Who are you? How do you answer that question? How you answer that question says much about you. Who are you? As we continue in our series on the order of salvation, we will look at one of the benefits of justification. Last month we defined what justification is, in brief, being made right with God. However, if we leave it there we will have a stunted view of justification. There is much more to it than being counted righteous before God, even as wonderful as that may be, Jesus has secured even more than that for us through the cross. In securing our justification Christ subsequently secures our adoption. Galatians 4:4-7 reads, “But when the fullness of time had come, God sent forth his Son, born of woman, born under the law, 5 to redeem those who were under the law, so that we might receive adoption as sons. 6 And because you are sons, God has sent the Spirit of his Son into our hearts, crying, “Abba! Father!” 7 So you are no longer a slave, but a son, and if a son, then an heir through God.”
No longer slaves born under the law, we are now, through Christ, counted as sons and daughters of God. Think back in the order of salvation that we have looked at so far. Everything we have looked at so far, effectual calling, regeneration, conversion, faith, repentance, and justification have led us to this point of adoption. You can trace these in John1:12-13, But to all who did receive him, who believed in his name, he gave the right to become children of God, 13 who were born, not of blood nor of the will of the flesh nor of the will of man, but of God.
Part of being born again is being born into the family of God. Think about it carefully here, believers are counted as the children of God. That title doesn't apply to the unbeliever. We are children of God by adoption, not children by nature. Adoption is a legal act whereby a child is taken into a family into which they were not naturally born. When Paul was writing Galatians, he was thinking of the example of the Roman practice of adoption. In Rome an adopted child was given all the rights and privileges of a natural born child. However, there was something different about an adopted Roman child. In Rome the natural born child could be disinherited and disowned; the adopted child could not be disinherited or disowned. Our adoption as the children of God is part of His eternal decree as we are told in Ephesians 1:4-5. This is truly awesome news!
The Westminster Shorter Catechism is always a good place for us to check out when we are talking about theology because it gives us quick and pithy answers to our theological questions. “What is adoption? Adoption is an act of God's free grace, whereby we are received into the number, and have a right to all the privileges, of the sons of God.” Think about what that adoption means. Think about the amazing blessings that are ours through Jesus Christ. We are sons and daughters of God by grace through faith in Jesus. This is all part of God's initiative in saving a people for Himself. It is all part of the plan of salvation. That is a lot to think about, it is a lot to be thankful for, it gives us every reason to praise the Lord.

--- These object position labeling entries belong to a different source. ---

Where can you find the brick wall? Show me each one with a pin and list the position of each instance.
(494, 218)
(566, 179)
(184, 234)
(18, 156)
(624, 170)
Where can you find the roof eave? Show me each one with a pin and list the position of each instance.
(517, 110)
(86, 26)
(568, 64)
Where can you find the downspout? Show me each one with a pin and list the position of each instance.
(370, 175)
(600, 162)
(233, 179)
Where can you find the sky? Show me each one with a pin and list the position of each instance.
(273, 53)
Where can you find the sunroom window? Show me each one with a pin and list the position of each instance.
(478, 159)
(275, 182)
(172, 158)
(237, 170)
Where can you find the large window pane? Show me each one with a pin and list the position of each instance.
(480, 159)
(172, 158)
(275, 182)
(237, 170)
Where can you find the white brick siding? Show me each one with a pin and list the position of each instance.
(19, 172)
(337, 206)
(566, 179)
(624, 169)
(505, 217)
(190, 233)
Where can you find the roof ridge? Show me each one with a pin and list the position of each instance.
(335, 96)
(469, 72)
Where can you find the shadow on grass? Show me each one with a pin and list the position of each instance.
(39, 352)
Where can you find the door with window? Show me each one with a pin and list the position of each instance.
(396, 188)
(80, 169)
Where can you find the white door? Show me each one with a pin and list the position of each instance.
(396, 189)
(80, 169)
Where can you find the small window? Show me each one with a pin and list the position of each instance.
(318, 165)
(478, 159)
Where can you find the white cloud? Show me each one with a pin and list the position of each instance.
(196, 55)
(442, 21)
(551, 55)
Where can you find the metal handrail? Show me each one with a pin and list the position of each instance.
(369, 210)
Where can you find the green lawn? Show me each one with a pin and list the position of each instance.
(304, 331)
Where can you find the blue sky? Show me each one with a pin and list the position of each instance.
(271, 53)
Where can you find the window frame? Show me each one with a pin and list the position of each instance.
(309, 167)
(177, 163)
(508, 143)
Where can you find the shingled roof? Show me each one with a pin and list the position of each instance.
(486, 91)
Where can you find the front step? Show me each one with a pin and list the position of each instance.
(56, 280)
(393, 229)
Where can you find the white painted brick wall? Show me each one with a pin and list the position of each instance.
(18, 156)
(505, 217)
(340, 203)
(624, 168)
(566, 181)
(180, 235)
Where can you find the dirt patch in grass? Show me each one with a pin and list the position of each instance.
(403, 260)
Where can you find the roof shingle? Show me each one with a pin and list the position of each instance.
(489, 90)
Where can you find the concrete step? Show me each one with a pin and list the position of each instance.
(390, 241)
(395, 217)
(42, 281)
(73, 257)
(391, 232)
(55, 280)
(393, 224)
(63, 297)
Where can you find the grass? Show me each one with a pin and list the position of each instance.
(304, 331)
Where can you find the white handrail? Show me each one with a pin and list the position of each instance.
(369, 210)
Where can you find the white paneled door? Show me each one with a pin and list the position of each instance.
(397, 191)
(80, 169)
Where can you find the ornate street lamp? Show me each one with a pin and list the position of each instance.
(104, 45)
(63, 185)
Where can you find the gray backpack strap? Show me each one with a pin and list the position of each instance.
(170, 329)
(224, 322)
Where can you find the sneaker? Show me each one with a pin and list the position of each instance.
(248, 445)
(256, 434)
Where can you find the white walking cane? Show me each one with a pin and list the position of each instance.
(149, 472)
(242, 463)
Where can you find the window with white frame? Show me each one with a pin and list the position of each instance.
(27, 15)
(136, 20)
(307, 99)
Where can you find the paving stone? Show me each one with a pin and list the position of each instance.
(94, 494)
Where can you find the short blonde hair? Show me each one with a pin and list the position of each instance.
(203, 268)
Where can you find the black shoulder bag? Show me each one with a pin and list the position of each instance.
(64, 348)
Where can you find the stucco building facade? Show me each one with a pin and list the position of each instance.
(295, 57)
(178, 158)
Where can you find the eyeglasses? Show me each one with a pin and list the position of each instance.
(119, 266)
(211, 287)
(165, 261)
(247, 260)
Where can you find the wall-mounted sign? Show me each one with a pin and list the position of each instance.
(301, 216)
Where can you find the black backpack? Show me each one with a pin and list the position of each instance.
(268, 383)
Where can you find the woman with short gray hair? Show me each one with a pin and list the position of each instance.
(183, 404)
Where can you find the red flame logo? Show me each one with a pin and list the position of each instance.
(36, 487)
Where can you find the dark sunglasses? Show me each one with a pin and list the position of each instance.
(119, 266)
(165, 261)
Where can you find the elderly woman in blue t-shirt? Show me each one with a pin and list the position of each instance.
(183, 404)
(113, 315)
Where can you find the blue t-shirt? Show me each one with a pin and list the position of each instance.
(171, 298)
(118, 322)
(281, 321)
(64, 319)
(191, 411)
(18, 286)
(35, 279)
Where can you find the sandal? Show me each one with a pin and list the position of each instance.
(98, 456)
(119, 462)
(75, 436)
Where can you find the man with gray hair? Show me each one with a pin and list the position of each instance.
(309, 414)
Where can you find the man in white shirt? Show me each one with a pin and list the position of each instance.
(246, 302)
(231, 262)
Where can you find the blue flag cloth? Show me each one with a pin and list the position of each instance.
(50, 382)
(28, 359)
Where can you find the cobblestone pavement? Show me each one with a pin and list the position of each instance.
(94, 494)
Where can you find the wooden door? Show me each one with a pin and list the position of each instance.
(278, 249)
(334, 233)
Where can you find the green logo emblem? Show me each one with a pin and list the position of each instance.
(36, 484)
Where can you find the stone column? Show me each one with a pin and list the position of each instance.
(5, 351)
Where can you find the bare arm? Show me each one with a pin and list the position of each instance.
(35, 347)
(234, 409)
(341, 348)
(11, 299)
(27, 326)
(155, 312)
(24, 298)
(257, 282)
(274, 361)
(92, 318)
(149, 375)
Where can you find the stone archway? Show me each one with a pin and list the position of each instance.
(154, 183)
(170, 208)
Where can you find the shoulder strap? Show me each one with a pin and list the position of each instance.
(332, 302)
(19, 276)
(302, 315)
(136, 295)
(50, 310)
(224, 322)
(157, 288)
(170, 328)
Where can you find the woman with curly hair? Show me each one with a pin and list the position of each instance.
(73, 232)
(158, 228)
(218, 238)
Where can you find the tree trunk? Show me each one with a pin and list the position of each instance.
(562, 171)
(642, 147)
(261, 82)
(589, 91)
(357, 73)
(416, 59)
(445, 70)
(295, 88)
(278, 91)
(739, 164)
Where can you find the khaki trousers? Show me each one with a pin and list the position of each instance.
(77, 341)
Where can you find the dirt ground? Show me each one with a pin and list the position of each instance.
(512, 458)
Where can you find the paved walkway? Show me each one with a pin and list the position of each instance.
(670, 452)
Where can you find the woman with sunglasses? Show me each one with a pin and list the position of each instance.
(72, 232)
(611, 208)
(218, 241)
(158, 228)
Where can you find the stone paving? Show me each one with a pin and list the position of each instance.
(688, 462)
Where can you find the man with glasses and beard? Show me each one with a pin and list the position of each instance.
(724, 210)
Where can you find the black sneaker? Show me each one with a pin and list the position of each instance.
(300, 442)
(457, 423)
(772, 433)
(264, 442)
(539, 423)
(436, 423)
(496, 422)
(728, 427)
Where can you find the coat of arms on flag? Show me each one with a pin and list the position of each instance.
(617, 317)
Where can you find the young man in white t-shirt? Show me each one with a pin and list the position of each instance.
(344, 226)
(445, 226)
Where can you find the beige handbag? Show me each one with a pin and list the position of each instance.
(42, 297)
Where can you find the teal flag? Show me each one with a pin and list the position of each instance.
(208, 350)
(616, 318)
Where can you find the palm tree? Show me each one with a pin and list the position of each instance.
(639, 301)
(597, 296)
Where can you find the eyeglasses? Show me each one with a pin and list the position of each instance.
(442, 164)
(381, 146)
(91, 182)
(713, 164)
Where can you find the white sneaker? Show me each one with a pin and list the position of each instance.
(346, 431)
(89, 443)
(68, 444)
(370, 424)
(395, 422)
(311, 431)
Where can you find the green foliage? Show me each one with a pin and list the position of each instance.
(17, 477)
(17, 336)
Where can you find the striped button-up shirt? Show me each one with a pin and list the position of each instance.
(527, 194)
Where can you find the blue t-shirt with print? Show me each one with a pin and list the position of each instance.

1John 3:1 See what kind of love the Father has given to us, that we should be called children of God; and so we are. The reason why the world does not know us is that it did not know him. 2 Beloved, we are God's children now, and what we will be has not yet appeared; but we know that when he appears we shall be like him, because we shall see him as he is. 3 And everyone who thus hopes in him purifies himself as he is pure. Which sets us up for next month when we look at sanctification. We have a reason to be thankful! Happy Thanksgiving!